The digital world isn’t immune to homogeneity traps either. Streaming royalty like Netflix, Amazon Prime, Disney+, and Hulu are struggling to grow as they compete on pricing, content, and subscriptions. This lack of distinctiveness means that audiences are choosing platforms solely based on the shows available, rather than any loyalty to specific brands. And with unpopular moves to boost profitability – like trying to limit password sharing – streaming services will continue seeing churn. Smaller players like JustWatch are emerging, trying to solve the simple inconvenience of searching for content between platforms. This highlights how cumbersome having multiple streaming platforms has become, paving the way for new models like ad-hoc subscription marketplaces.

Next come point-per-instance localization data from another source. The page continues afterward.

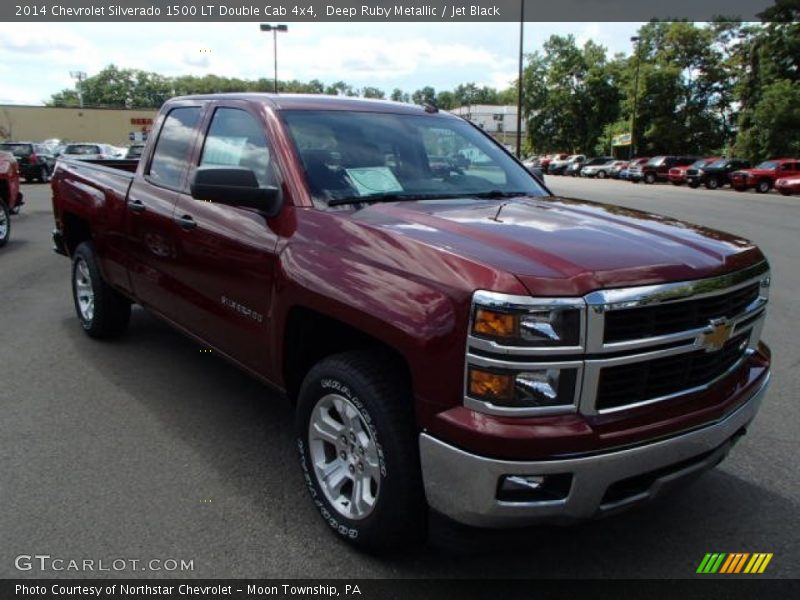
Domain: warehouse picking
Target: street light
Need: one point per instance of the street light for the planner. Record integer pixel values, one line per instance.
(275, 29)
(79, 76)
(519, 78)
(635, 39)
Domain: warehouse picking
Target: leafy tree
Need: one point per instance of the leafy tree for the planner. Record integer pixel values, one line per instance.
(426, 95)
(373, 92)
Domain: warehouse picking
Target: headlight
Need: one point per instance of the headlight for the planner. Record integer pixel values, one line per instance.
(513, 362)
(531, 388)
(528, 326)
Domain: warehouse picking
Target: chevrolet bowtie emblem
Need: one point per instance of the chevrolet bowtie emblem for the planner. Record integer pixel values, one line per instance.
(716, 334)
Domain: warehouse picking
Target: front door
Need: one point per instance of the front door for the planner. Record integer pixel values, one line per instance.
(226, 255)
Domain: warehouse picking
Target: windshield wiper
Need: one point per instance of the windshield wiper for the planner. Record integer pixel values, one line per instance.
(498, 194)
(390, 197)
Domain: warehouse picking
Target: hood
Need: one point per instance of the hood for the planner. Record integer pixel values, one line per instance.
(560, 246)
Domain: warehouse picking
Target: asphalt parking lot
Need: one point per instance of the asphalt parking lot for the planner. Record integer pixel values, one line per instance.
(146, 448)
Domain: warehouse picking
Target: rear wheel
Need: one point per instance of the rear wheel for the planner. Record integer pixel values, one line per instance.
(763, 186)
(359, 451)
(5, 223)
(102, 311)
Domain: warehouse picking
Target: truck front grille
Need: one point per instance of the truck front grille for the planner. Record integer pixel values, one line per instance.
(661, 377)
(662, 319)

How to avoid being disrupted when:
You’re competing in a price race

It’s time to explore the full spectrum of innovation, from incremental change to new-to-world ideas. Don’t forget the importance of brand ownability for successful innovation – to innovate meaningfully, you need to use all 4 of your lenses.

Preparing for the worst, building for the best

It’s still true that in this world, nothing is certain except death and taxes – although these days, disruption feels just as inevitable.

You can protect your brand from damage by disruption by remembering to:

  • Find and listen to those cultural and consumer seeds of change.
  • Play to your strengths and focus your investments.
  • Innovate meaningfully – and use your 4th lens of innovation for success.

Never losing sight of the 3 C’s – Culture, Consumer, and Competitor – will give your brand the conditions it needs to grow and thrive, instead of leaving it ripe for the picking.